/audiocaps-download

This package aims at simplifying the download of the AudioCaps dataset.

Primary LanguagePython

AudioCaps Download

DISCLAIMER: This repository is a modified version of the AudioSet Download repository.

This repository contains code for downloading the AudioCaps dataset. The repository is not officially affiliated with the AudioCaps dataset.

Requirements

  • Python 3.9 (it may work with other versions, but it has not been tested)

Installation

# Install ffmpeg
sudo apt install ffmpeg
# Install audiocaps-download
pip install audiocaps-download

Usage

The following code snippet downloads the complete dataset in WAV format, and stores it in the test directory.

from audiocaps_download import Downloader
d = Downloader(root_path='audiocaps/', n_jobs=16)
d.download(format = 'wav')

Implementation

The main class is audiocaps_download.Downloader. It is initialized using the following parameters:

  • root_path: the path to the directory where the dataset will be downloaded.
  • n_jobs: the number of parallel downloads. Default is 1.
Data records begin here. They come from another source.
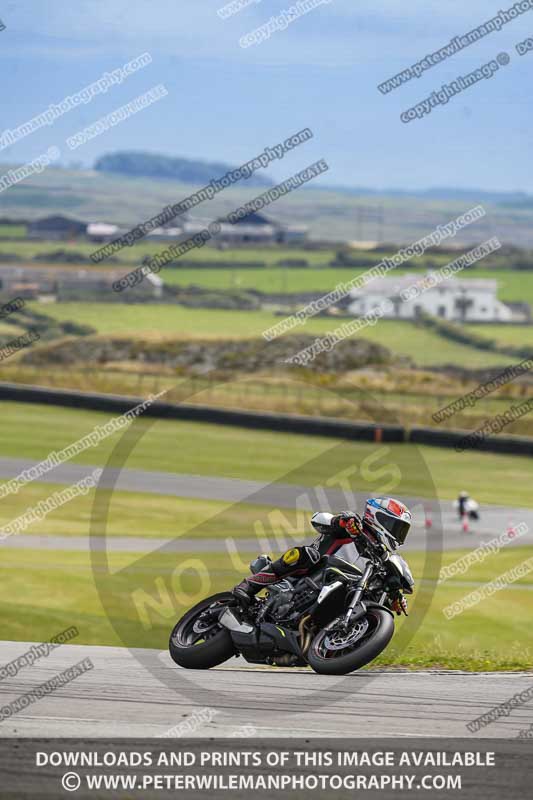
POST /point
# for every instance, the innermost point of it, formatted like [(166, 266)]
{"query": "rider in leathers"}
[(335, 533)]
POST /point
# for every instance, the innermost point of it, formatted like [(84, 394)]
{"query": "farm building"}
[(468, 300)]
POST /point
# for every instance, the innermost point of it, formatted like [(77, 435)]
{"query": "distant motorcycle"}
[(466, 506), (336, 619)]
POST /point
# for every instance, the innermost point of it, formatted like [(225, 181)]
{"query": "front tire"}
[(327, 656), (204, 647)]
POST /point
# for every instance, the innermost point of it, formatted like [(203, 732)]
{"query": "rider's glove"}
[(400, 606), (351, 522)]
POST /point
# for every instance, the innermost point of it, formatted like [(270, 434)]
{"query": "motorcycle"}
[(336, 619)]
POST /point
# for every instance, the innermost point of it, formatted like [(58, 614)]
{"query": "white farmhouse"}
[(467, 300)]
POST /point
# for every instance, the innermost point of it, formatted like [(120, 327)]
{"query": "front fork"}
[(351, 614)]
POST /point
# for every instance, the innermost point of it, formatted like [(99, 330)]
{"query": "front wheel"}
[(198, 641), (335, 651)]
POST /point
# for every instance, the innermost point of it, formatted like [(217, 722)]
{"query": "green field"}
[(425, 347), (45, 592), (515, 335), (133, 599), (330, 214), (33, 431)]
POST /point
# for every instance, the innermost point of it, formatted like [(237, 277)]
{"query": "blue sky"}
[(227, 103)]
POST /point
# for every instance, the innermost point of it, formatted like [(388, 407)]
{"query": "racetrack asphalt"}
[(142, 693)]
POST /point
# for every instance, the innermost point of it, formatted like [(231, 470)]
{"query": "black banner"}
[(488, 769)]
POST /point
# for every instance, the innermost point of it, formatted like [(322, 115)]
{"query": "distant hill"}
[(330, 215), (153, 165)]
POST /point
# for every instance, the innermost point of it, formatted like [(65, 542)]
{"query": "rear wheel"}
[(197, 640), (335, 651)]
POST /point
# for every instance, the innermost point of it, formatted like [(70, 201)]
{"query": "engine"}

The methods of the class are:

  • download(format='vorbis', quality=5): downloads the dataset.
  • The format can be one of the following (supported by yt-dlp --audio-format parameter):
    • vorbis: downloads the dataset in Ogg Vorbis format. This is the default.
    • wav: downloads the dataset in WAV format.
    • mp3: downloads the dataset in MP3 format.
    • m4a: downloads the dataset in M4A format.
    • flac: downloads the dataset in FLAC format.
    • opus: downloads the dataset in Opus format.
    • webm: downloads the dataset in WebM format.
    • ... and many more.
    • The quality can be an integer between 0 and 10. Default is 5.
  • load_dataset(): reads the csv files from the original repository. It is not used externally.
  • download_file(...): downloads a single file. It is not used externally.